Lastly, the White Scars are a Chapter that uses a lot of extremely quick units like Bikes and Land Speeders. Their special character allows White Scars units to Outflank, allowing them to quickly encircle their enemies. Since White Scars armies are generally mounted on Bikes, they often have less models on the table than other Chapters. Kor'sarro Khan is the special character of the White Scars, who grants _Furious Charge_ and _Hit and Run_ to any unit he joins. He can also be mounted on a Bike if he wants, allowing him to reach combat even faster.

Hopefully that gives you a rough idea of how each of the Chapters that you mentioned operate on the battlefield.

Katie D


----------



## Lopspoon

Hi, Katie, your information was very valuable, but I was wondering which chapter you would say has the best long range firepower?


----------



## Katie Drake

Lopspoon said:


> Hi, Katie, your information was very valuable, but I was wondering which chapter you would say has the best long range firepower?


It's hard to say, really.
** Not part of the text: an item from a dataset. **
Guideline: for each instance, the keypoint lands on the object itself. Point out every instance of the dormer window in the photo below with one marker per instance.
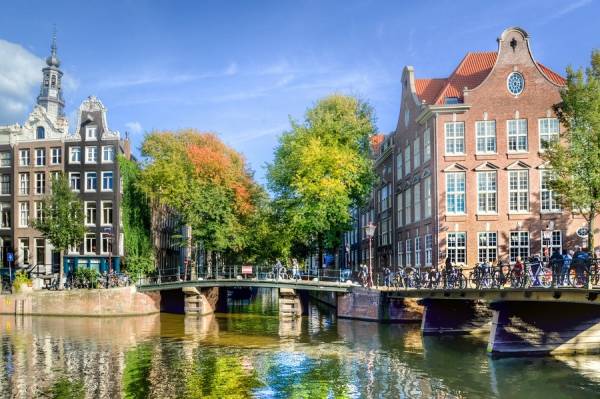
(40, 133)
(91, 133)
I personally define long range as weapons that are of 30" range or better. Most Chapters have broadly similar capabilities in that they can field a single heavy weapon in their Tactical Squads or similar, can field Devastator Squads and all that kind of thing. I personally would rate Codex Marines (that is, Ultramarines, Imperial Fists, Raven Guard, Crimson Fists, White Scars, Salamanders and all the Chapters contained in Codex Space Marines) first, with the Black Templars clearly at the bottom because of their _Kill Them All!_ rule. This isn't to say the the Templars have _bad_ shooting, it's just that it isn't as good as that of most other Chapters. Space Wolves probably have better shooting than both the Blood Angels and Dark Angels, too. Hmmm...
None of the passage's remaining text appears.